The perils of full system resource utilization

time to read 3 min | 471 words

The following quotes (or something very similar) came from our interactions with customers:

“We paid a lot of money for this hardware, why isn’t your database making full use of it?”

“The machine is peaking at 100% CPU, the sky is falling, help, NOW!”

This is a problem, because I can empathize with both sides. On the one hand, having just put a five or six figure sum into new hardware, it can be depressing to see is “going to waste”. On the other hand, seeing the system under high load gives you that sinking feeling that the boat is going to overturn at any moment and production will go down.

Balancing resource consumption is a really hard problem, mostly because we don’t have any control over our work intake. We can’t control how many requests we accept nor do we control what kind of work is being asked of us. Actually, that isn’t true. We could control that, but in most cases, that is a false distinction.

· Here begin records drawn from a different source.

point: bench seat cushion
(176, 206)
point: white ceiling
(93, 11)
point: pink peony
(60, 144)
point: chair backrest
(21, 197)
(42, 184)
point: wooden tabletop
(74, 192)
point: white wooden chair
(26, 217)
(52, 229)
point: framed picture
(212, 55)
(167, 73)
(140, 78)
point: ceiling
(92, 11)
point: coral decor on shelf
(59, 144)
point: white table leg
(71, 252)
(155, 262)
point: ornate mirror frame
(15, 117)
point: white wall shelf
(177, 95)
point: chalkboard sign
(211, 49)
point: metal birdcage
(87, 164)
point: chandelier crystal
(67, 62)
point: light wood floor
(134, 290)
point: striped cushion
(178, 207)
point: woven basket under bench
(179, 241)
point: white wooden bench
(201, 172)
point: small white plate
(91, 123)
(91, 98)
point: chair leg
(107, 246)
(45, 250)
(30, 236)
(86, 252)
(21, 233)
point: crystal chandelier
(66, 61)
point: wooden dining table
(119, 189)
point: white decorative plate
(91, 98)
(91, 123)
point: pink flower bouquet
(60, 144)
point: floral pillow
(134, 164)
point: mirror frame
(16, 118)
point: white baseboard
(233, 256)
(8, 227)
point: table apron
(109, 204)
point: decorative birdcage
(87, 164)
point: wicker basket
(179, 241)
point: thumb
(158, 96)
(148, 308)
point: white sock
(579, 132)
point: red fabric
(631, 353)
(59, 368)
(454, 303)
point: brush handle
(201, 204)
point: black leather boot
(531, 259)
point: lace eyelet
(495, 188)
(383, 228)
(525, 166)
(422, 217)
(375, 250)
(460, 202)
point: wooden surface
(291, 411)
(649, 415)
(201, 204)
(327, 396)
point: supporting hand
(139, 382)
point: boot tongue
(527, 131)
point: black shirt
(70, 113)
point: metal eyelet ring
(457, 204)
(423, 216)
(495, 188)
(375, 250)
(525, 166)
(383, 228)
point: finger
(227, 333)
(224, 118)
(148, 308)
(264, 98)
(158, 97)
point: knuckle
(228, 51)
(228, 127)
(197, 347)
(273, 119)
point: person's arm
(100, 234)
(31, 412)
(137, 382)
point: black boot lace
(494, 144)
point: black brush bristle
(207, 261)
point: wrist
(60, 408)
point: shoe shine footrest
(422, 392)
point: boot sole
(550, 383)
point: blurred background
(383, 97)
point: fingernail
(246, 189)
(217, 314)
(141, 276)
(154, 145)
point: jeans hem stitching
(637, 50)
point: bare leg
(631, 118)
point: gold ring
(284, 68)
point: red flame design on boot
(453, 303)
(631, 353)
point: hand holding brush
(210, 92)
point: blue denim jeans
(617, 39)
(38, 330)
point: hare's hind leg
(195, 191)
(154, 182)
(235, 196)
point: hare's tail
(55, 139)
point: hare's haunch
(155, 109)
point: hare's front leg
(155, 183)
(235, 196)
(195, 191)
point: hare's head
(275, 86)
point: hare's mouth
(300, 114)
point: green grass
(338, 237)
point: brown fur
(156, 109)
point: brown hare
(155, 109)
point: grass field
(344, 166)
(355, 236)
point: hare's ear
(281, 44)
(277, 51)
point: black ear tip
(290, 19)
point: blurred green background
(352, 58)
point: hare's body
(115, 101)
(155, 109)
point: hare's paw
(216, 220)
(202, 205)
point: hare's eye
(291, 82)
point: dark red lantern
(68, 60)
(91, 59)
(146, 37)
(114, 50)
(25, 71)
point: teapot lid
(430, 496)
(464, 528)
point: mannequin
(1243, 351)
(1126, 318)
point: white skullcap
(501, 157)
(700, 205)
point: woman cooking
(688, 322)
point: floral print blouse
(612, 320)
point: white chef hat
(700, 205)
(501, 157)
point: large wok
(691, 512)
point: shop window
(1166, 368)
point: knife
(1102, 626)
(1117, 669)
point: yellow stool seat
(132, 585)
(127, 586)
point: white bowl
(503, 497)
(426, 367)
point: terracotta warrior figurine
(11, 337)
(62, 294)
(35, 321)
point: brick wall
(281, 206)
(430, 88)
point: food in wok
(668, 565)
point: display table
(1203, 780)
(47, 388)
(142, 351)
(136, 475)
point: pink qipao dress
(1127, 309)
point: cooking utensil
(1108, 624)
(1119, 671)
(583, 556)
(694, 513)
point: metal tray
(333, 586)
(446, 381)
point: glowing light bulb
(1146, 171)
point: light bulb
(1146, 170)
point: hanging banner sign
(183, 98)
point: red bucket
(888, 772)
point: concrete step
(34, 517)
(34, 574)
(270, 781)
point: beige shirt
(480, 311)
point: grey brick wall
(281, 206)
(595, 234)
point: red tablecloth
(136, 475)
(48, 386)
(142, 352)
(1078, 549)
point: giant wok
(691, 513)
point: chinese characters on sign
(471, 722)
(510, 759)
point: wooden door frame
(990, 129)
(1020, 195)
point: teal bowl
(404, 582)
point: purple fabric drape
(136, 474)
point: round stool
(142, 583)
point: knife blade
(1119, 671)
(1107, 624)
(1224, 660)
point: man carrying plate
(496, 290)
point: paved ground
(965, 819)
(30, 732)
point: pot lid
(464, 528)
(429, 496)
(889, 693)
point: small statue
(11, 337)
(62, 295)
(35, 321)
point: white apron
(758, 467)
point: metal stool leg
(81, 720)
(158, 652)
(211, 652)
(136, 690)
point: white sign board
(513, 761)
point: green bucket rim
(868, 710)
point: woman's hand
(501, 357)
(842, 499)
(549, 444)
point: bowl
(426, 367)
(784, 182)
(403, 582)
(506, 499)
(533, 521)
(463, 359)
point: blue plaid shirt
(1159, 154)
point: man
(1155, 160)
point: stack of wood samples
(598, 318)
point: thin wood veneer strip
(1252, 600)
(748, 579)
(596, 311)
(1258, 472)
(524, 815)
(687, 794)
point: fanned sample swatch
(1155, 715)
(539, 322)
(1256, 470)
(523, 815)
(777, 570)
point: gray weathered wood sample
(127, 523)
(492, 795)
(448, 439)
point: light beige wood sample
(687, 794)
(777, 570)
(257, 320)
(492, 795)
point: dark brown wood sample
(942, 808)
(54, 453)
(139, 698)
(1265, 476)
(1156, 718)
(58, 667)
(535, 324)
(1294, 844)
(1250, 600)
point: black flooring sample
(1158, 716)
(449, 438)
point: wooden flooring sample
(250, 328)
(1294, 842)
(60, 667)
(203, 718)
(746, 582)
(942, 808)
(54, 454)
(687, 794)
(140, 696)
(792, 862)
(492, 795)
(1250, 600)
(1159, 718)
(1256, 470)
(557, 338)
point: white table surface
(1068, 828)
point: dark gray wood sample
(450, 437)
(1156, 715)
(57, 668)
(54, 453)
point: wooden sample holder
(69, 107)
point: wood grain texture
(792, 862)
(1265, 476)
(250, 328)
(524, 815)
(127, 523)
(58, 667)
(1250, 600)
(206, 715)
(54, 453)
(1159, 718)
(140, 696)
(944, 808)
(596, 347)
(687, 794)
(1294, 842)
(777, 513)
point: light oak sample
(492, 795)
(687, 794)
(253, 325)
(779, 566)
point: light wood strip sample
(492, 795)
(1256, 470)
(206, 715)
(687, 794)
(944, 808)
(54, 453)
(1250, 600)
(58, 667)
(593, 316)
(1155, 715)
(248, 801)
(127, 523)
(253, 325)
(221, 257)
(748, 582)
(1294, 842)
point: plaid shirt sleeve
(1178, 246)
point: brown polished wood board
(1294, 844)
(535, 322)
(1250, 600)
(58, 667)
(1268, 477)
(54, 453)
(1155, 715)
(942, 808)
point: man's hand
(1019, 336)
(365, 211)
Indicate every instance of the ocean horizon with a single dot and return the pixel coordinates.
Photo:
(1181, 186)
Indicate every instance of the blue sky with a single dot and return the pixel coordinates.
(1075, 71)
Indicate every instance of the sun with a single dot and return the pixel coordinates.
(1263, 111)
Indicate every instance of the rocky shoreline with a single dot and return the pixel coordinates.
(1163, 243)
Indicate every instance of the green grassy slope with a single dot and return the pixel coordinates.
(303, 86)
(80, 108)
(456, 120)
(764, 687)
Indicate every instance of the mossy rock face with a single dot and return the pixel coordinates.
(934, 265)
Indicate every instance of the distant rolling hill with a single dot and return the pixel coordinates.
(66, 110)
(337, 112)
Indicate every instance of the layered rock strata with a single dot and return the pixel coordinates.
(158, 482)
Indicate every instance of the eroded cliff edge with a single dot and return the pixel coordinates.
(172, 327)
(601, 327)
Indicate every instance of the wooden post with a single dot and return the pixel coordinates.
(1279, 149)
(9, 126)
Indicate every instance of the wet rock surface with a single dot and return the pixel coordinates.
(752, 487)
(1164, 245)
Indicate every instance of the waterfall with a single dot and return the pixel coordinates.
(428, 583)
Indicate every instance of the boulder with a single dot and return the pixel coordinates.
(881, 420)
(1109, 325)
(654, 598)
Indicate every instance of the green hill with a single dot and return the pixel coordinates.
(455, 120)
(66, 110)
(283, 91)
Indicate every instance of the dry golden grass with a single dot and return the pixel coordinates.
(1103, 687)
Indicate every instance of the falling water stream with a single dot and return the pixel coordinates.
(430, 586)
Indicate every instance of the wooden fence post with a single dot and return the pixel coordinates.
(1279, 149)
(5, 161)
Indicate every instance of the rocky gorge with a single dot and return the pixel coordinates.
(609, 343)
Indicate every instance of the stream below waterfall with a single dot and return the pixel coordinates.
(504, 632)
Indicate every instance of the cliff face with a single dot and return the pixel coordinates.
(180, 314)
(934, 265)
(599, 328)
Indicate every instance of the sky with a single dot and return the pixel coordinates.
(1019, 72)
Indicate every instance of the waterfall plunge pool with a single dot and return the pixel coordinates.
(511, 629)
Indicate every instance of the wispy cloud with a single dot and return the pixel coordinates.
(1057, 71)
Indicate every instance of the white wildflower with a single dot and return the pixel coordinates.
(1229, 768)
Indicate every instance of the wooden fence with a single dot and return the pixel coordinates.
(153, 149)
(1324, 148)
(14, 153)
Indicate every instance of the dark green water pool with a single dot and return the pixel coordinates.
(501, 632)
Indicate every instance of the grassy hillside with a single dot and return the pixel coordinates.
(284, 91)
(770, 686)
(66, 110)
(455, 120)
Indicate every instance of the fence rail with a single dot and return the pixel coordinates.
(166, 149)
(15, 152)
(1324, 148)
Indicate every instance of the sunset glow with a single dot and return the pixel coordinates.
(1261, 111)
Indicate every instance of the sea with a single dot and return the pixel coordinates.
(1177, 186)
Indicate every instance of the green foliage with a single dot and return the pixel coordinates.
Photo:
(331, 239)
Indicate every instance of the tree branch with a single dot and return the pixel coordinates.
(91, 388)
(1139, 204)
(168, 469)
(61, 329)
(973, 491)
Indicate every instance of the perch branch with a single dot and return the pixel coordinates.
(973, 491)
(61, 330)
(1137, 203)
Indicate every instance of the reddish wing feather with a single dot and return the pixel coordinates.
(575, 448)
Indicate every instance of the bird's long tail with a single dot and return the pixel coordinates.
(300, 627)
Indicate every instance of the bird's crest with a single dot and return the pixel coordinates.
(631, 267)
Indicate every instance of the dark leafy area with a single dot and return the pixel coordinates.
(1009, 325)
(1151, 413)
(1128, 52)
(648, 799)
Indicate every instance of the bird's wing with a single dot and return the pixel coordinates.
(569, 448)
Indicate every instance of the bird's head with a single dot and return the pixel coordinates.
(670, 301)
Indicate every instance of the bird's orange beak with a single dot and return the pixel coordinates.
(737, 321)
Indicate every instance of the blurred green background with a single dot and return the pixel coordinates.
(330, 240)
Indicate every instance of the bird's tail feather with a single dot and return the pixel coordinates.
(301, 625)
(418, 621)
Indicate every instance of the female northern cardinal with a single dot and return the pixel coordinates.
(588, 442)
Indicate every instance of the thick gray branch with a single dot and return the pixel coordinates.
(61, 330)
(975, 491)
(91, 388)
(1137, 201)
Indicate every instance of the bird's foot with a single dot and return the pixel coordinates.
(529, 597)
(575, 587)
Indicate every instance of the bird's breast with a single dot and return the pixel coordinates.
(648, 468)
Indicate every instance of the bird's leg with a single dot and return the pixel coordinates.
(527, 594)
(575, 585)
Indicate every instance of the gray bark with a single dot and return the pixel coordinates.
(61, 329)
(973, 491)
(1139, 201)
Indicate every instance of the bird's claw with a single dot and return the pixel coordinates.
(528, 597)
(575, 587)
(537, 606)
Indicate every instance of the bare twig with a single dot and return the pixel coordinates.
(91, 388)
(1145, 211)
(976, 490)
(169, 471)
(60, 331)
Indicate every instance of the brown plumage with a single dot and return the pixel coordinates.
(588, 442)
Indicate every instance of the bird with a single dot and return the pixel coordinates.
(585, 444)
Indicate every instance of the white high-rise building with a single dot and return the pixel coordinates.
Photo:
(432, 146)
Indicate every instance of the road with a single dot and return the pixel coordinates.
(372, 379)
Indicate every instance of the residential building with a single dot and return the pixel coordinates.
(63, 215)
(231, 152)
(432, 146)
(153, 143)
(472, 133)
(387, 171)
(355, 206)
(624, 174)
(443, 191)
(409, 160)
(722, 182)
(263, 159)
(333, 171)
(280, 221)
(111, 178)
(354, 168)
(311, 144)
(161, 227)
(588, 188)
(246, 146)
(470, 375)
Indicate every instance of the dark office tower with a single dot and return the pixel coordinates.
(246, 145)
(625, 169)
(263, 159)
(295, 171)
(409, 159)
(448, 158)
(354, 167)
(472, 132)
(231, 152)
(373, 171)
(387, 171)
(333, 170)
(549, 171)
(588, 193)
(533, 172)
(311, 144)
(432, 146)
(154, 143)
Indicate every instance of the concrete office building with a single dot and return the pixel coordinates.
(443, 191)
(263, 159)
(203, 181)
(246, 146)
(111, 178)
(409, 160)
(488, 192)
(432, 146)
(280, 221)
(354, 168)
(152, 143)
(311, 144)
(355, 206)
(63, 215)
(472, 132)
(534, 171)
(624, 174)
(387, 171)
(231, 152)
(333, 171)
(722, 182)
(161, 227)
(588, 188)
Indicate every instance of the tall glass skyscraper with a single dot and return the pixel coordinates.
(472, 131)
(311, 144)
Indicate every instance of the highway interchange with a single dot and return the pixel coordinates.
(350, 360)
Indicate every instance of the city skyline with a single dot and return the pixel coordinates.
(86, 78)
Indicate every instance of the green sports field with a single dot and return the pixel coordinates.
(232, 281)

At some point, RavenDB had a max number of concurrent request limit, and users have hit that in the past. This resulted in angry calls from customers about RavenDB refusing requests. The fact that we did that to maintain the overall health of the system was immaterial. Refusing requests meant that the system (or some portion of it) was down. In those cases, it was actually better, from the customer’s perspective, for the whole thing to slow down a bit, as long as there were no errors.

Inside RavenDB, we attempt to manage our CPU consumption using separation of concerns. First, we have the processing of requests. The assumption is that such requests end up being waited on by an actual human, directly or indirectly, so we process them first, prioritizing them above almost everything else. The only thing that has higher priority is the cluster health and monitoring system, which ensure that all nodes are up, running and in the same state.

As it turns out, RavenDB have a lot of additional processes internally that can be given a lower priority under load. For example, indexing, which are something that RavenDB runs in the background, are something that we can increase the latency of to give more resources for request processing.

We have a lot of experience in balancing the overall needs, and I’m still not sure that I have a good answer here. The reason for this post is that I just analyzed a dump file where it looked like requests were waiting for indexing to complete, but they were actually starving the indexes from the CPU time that they needed to actually run.  The system progressed, but not fast enough for the user to not notice things.

Actually, that is the primary criteria that we use. If the system is slow, but no one notices, the system ain’t slow.